The former provision for alternate jurors is stricken and the institution of the alternate juror abolished.
The former rule reflected the long-standing assumption that a jury would consist of exactly twelve members. It provided for additional jurors to be used as substitutes for jurors who are for any reason excused or disqualified from service after the commencement of the trial. Additional jurors were traditionally designated at the outset of the trial, and excused at the close of the evidence if they had not been promoted to full service on account of the elimination of one of the original jurors.

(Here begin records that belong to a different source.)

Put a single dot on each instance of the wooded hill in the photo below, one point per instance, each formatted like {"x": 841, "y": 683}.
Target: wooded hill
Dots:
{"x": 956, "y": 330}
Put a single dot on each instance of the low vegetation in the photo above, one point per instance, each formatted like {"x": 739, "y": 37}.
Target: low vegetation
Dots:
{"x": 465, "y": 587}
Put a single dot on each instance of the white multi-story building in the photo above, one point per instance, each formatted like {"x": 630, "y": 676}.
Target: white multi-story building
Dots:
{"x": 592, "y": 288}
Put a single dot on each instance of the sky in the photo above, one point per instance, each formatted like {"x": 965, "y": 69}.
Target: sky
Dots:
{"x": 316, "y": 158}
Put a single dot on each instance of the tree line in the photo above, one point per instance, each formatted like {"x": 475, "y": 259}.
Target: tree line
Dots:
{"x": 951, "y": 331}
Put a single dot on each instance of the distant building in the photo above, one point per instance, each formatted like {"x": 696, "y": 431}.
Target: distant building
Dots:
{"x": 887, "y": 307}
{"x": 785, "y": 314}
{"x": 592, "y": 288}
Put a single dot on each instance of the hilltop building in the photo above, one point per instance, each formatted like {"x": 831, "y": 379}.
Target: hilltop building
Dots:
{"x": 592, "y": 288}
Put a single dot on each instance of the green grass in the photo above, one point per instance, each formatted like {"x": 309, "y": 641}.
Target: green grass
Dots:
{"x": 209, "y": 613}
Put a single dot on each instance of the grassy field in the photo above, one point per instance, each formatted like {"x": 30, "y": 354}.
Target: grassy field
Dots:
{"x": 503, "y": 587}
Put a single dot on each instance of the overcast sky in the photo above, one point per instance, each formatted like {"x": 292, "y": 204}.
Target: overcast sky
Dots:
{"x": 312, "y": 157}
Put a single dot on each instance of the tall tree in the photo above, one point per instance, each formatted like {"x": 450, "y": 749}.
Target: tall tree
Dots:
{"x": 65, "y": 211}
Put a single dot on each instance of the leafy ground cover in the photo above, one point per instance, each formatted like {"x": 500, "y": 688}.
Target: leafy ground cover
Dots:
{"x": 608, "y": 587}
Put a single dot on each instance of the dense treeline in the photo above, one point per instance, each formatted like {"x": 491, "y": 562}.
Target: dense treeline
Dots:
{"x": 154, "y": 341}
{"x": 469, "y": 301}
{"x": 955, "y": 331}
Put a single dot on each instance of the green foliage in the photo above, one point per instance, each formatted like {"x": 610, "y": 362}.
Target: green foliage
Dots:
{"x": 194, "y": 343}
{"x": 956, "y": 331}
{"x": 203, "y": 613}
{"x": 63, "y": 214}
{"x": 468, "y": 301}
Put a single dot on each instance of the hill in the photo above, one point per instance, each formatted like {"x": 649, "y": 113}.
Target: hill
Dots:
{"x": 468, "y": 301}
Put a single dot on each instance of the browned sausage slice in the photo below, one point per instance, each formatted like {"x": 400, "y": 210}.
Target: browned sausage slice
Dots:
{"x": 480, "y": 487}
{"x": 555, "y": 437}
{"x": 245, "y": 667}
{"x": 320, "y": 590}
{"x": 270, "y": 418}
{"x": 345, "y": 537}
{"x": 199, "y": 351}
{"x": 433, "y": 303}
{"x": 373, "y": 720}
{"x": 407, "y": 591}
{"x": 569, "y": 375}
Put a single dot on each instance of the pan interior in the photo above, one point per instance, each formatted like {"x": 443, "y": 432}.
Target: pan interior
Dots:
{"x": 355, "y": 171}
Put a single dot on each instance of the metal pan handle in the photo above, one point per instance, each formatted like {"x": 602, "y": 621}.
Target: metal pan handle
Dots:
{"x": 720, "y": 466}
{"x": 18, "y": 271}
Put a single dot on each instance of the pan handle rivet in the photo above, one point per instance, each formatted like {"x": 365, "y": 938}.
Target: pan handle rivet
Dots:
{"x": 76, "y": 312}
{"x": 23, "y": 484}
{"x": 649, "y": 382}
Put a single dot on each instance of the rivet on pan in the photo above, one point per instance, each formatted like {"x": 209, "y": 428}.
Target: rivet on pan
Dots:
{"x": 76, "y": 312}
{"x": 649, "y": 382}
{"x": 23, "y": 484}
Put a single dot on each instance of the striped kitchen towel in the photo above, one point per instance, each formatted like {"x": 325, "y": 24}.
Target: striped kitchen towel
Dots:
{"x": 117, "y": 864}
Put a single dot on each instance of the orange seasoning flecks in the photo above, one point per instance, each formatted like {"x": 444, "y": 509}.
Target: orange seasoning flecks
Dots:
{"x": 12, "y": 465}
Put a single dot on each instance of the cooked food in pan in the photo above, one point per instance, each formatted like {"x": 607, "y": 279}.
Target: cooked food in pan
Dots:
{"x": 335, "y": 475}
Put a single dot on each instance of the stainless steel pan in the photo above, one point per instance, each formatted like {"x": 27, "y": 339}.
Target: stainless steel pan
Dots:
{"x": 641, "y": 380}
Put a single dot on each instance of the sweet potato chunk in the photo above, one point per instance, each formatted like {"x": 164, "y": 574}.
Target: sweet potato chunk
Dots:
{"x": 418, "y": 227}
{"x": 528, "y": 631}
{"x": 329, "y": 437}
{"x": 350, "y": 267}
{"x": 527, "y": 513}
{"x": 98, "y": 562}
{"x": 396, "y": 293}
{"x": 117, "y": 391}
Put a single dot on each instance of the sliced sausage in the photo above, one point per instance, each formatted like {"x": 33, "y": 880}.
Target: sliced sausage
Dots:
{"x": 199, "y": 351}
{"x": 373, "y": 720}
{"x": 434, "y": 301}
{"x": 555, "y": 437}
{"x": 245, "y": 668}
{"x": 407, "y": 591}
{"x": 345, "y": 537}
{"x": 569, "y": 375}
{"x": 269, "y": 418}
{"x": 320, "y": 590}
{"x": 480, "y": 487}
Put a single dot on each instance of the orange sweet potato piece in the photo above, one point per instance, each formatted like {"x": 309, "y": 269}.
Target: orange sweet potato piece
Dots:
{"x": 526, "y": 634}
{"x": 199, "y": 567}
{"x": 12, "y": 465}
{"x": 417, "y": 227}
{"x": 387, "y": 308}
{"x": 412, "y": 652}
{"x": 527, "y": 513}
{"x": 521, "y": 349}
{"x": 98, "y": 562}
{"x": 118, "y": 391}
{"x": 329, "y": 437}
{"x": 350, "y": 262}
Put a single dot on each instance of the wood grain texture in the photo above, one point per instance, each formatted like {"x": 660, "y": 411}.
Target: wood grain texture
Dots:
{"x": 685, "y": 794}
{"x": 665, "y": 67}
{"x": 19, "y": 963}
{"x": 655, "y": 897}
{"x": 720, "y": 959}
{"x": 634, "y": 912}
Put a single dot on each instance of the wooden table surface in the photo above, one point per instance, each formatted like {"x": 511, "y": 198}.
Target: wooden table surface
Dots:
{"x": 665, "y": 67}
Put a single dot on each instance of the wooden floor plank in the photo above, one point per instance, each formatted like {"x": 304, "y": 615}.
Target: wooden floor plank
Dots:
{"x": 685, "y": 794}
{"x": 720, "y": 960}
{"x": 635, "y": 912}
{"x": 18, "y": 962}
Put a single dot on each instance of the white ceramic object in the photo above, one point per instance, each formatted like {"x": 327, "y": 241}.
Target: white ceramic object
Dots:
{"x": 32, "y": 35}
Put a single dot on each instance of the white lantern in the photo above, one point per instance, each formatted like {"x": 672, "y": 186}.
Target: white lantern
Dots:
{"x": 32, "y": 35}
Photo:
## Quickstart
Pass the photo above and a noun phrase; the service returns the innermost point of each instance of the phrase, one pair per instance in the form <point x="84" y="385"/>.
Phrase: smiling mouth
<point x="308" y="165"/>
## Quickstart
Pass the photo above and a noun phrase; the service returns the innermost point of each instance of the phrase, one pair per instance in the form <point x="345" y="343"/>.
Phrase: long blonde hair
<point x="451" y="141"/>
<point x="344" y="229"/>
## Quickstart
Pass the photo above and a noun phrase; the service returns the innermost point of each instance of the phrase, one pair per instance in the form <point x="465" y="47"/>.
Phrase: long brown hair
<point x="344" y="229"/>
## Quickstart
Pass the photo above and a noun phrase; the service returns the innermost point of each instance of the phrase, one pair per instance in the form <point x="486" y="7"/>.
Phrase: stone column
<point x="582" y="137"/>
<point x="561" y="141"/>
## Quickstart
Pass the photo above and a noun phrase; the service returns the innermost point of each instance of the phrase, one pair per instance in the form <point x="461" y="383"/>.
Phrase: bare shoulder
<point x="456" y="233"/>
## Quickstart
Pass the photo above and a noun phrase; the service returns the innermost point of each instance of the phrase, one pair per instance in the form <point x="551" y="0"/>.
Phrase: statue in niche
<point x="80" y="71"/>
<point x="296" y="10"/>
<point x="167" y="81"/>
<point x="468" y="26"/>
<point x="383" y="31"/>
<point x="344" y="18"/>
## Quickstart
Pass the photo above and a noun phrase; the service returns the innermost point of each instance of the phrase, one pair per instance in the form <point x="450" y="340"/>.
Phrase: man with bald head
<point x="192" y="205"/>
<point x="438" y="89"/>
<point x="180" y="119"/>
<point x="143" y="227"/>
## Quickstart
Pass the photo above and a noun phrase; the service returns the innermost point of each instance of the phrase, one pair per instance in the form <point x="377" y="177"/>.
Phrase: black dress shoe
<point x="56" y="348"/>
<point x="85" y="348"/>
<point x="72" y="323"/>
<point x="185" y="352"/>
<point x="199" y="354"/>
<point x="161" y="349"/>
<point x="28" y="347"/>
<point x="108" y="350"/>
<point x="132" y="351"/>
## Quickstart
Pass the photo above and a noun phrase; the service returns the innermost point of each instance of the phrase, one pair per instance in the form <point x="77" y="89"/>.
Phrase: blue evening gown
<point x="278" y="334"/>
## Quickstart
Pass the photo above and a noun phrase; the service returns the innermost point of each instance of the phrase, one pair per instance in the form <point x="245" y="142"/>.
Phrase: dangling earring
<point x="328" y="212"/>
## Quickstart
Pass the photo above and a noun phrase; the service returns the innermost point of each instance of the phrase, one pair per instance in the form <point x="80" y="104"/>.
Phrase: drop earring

The use of alternate jurors has been a source of dissatisfaction with the jury system because of the burden it places on alternates who are required to listen to the evidence but denied the satisfaction of participating in its evaluation.
Subdivision (c).
This provision makes it clear that the court may in appropriate circumstances excuse a juror during the jury deliberations without causing a mistrial. Sickness, family emergency or juror misconduct that might occasion a mistrial are examples of appropriate grounds for excusing a juror. It is not grounds for the dismissal of a juror that the juror refuses to join with fellow jurors in reaching a unanimous verdict.